Mit dem Steigen des wichtigen Corona-Wertes auf über 50 darf sie nur noch 20 Prozent ihrer Plätze besetzen – also etwa 40 Filmfans hereinlassen. „Das alleine würde sich sogar noch lohnen. Aber wir können nun keine ganz schwachen Tage mehr ausgleichen, weil wir an stärkeren Tagen ja trotzdem nicht mehr als 40 Leute reinlassen dürfen“, erklärt Kulemann, die das Kino im Vollerwerb betreibt. Bisher sei das auch immer gut gelaufen. Bis Corona kam.

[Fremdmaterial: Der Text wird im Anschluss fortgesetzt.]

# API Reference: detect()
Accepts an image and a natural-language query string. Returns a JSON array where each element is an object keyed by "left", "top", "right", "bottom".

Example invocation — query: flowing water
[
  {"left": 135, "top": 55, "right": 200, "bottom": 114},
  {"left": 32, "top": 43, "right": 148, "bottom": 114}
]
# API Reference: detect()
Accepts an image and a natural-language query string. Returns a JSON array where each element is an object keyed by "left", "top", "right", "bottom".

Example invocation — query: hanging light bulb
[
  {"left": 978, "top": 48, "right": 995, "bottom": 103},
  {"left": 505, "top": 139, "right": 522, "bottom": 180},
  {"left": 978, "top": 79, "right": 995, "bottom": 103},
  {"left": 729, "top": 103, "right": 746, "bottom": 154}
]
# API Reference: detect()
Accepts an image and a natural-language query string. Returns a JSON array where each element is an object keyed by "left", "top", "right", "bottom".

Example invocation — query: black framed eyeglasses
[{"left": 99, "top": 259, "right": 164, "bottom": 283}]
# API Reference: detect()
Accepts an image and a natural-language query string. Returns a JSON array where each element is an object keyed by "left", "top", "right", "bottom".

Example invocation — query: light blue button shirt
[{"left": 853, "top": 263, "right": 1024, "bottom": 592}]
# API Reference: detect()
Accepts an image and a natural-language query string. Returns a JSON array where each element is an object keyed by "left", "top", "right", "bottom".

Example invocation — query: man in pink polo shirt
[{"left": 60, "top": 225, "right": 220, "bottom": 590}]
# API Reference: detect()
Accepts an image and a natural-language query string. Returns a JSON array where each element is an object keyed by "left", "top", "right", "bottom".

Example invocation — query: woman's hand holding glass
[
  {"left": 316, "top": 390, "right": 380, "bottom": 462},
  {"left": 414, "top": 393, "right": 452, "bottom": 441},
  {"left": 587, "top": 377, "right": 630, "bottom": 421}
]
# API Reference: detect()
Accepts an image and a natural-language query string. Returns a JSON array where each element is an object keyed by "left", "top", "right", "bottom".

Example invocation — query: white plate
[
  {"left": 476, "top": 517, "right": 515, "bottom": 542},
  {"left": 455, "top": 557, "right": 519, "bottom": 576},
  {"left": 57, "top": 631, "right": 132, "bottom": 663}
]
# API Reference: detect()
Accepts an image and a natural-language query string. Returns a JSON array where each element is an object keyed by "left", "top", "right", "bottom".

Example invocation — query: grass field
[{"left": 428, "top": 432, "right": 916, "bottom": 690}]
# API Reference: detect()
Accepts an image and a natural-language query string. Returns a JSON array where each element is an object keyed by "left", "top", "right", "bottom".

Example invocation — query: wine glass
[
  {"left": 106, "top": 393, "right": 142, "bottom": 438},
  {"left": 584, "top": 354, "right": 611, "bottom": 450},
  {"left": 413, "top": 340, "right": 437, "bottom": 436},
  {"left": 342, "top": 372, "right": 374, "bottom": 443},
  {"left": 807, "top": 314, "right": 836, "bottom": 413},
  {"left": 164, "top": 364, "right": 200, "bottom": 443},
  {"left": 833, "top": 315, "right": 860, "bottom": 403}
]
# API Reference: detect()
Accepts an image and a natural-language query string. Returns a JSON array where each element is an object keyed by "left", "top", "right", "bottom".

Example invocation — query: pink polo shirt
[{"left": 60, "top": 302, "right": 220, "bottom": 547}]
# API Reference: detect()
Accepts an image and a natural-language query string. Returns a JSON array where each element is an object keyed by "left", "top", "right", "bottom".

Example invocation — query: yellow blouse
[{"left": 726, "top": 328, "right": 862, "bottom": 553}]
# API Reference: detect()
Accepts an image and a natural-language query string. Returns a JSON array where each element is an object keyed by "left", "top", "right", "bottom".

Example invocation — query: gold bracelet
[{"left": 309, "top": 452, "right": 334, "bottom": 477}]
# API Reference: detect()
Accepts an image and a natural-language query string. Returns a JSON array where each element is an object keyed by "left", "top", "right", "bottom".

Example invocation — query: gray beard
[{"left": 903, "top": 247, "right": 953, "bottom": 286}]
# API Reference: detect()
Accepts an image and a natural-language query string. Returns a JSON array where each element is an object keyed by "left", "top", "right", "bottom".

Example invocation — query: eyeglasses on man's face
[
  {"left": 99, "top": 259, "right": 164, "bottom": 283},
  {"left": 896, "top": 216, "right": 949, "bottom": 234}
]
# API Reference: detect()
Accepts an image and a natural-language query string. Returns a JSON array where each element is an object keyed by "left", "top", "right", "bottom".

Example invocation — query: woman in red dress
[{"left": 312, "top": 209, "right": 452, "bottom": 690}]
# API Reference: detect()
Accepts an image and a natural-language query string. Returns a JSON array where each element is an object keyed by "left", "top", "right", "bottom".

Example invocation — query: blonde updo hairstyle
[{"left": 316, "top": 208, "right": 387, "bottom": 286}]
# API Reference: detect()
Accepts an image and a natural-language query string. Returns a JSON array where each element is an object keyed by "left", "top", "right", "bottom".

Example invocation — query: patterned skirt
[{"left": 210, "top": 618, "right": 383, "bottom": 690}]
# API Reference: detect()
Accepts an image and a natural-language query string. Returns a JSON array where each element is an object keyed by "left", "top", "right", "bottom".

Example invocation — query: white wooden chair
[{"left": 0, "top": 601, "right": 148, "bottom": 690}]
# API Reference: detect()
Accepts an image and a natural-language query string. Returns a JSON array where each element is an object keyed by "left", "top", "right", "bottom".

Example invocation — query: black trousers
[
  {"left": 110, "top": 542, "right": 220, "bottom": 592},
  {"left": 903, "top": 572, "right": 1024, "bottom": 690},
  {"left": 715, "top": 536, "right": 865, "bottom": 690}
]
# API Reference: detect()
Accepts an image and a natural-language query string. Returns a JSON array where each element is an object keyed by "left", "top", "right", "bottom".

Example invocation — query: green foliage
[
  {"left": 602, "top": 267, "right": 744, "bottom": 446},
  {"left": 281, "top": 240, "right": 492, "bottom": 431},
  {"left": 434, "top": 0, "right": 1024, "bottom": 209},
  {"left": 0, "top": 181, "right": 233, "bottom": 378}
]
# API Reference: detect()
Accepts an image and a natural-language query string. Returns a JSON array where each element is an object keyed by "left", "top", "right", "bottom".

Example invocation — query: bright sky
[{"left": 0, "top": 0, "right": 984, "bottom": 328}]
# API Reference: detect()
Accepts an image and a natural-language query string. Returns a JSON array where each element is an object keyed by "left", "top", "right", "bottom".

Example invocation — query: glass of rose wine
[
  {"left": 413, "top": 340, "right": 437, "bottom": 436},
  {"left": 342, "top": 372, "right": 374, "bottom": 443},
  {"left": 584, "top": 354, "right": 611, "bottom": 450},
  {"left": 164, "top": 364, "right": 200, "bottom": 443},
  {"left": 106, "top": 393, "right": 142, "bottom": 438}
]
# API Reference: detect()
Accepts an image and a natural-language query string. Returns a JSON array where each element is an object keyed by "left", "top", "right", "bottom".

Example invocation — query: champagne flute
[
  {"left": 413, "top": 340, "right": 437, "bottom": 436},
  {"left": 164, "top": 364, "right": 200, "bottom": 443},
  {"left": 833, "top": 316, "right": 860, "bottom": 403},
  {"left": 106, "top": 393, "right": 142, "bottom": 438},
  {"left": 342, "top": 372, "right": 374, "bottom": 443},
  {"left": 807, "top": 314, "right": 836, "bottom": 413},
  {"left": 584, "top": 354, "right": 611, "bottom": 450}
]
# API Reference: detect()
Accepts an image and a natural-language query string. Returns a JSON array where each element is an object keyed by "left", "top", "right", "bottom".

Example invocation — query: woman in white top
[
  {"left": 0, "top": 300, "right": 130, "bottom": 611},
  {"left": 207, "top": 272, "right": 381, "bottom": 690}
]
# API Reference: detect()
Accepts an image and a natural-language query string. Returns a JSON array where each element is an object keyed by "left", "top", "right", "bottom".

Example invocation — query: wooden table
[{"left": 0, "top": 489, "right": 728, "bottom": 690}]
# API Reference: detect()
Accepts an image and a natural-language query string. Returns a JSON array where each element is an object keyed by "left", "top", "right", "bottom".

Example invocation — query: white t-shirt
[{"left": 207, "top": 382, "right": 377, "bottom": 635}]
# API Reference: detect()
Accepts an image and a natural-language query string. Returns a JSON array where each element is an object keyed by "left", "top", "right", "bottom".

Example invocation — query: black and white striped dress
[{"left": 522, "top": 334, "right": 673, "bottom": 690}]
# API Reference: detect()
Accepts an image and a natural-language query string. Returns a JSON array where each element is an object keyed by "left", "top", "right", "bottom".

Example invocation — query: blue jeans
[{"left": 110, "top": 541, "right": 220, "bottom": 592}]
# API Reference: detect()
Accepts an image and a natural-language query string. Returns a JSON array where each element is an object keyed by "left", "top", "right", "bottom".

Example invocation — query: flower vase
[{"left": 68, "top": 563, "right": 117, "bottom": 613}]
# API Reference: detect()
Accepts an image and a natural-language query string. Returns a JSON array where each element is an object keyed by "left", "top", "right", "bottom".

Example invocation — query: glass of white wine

Nach dem Lockdown sei zunächst sehr wenig losgewesen. „Es gab kein neues Filmmaterial. Mit dem Blockbuster ‚Jim Knopf‘ war es jetzt gerade wieder losgegangen. Es lief richtig gut“, blickt Kulemann zurück. Es sei Hoffnung aufgekeimt. Doch nun treffe die zweite Welle direkt auf die besucherstärkste Zeit der Kinos. Kulemann plant immer nur für ein, zwei Wochen. „Man kann nur sagen: Augen zu und durch. Und hoffen, dass die Filmproduzenten auch weiter an uns Kinos glauben.“

Maßnahmen in Enger

Ähnlich wie in Spenge wird es auch in Enger mehr Kontrollen geben. „Wir sind aber auch jetzt schon immer regelmäßig unterwegs. Es lässt sich festhalten, dass sich die meisten schon an die Maskenpflicht halten“, sagt Kerstin Ebert, Stellvertreterin von Bürgermeister Thomas Meyer in Enger. Man stehe zudem in direktem Kontakt mit den Gastronomen, werde aber auch dort Kontrollen vornehmen. Eine generelle Maskenpflicht in den Innenstädten von Enger und Spenge werde es nicht geben. „Wir appellieren vor dem Hintergrund der steigenden Zahlen an alle, sich an die neuen Regelungen zu halten“, bittet Kerstin Ebert.